In December 2018, Deutsche Welle partnered with Scroll.in to launch its Indian weekly programme, Eco India as part of DW's venture into the South Asian media industry. Between May–June 2019, Scroll.in laid off a number of editorial staff citing a restructure of their business model.

==Organisation==
Scroll's staff are segregated into two divisions; the editorial team and the distribution team. In an article of the Columbia Journalism Review, the segregation was explained as the result of caution associated with the "credibility of digital media" prevalent among the former print medium journalists who constituted the editorial team of the new publication. The editorial team in addition consists of an appointed ombudsman for additional editorial oversight. Naresh Fernandes is the current editor-in-chief of the website. The Hindi edition of the publication, Satyagrah, has a separate editorial team with Sanjay Dubey as the editor-in-chief.

The distribution team of the publication is staffed with analysts of social media and search result algorithm who manage the distribution assets of the publication.

==Content==
According to a report from the Reuters Institute for the Study of Journalism, the content delivery of the Scroll.in resembles "almost the pace of a newswire with the depth and sophistication of a quality news magazine," while the presentation of the site was described to be targeted toward an "up-market" audience and compared favorably with Quartz. The publication's business strategy aims to generate income through premium native advertising and sponsored content, resembling that of traditional magazine advertising rather than obtrusive ads that distract or annoy the reader. The report also described the publication to have developed a simple and responsive design for its website for the purpose of easy accessibility.

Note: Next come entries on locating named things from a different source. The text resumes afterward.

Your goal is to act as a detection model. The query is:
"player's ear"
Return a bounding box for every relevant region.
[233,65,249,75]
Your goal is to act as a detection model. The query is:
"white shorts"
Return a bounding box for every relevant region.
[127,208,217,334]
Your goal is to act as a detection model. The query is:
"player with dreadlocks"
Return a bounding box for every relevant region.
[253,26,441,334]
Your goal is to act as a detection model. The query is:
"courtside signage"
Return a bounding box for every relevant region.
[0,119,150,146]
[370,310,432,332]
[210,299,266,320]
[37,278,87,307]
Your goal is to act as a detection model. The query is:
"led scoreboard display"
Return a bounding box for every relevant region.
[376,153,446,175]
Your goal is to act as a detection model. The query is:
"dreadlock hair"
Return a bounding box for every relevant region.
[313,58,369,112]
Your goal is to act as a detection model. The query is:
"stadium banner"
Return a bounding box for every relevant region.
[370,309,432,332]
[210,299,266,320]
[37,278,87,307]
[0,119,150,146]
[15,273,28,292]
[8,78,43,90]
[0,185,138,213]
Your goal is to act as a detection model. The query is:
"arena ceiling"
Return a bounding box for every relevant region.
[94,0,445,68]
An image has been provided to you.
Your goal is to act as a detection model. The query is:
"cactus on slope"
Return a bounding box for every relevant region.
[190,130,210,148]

In addition to the primary website, the distribution of Scroll's content is provided through an Android app, two email newsletters and an array of social media channels across Facebook, Twitter, Instagram, and YouTube. Scroll also operates an online shop for books and literary accessories based on recommendations from the editorial team.

==Awards==
- Scroll.in's journalist Supriya Sharma won the Ramnath Goenka Excellence in Journalism Awards for 2015. She was noted to be the first journalist from a digital news organisation to receive the award.
- Scroll.in's journalist Priyanka Vora was one of the winners of the 2016 Early Childhood Development Reporting Contest conducted by the International Center for Journalists.
- Scroll.in Hindi website Satyagrah journalist Rahul Kotiyal won the Ramnath Goenka Excellence in Journalism Awards for 2016, for reporting on a campaign by RSS and Bajrang Dal named "Beti Bachao Bahu Lao". The campaign attempted to stop Hindu girls from marrying non-Hindus. If RSS members get information of a Hindu girl planning to marry a Muslim man, then the RSS members would track the girl and would inform the parents of the girl accusing this to be a case of Love Jihad.
- Scroll.in's journalist Malini Subramaniam won the CPJ International Press Freedom Awards for 2016.
- Scroll.in's journalists won four Red Ink Awards for 2017 for Excellence in Journalism
- Scroll.in's journalist Mridula Chari was one of the winners of the Ramnath Goenka Excellence in Journalism Awards for 2017.
- TScroll.in won two Gold Awards in the WAN-IFRA South Asian Digital Media Awards 2018.
- Scroll.in's journalists Mridula Chari and Vinita Govindarajan again won the Ramnath Goenka Excellence in Journalism Awards for 2019 for their investigation into the use of toxic pesticides enabled by tax regulations.

==Readership==
According to Forbes India, the monthly unique readership of the website was four million as of August 2016.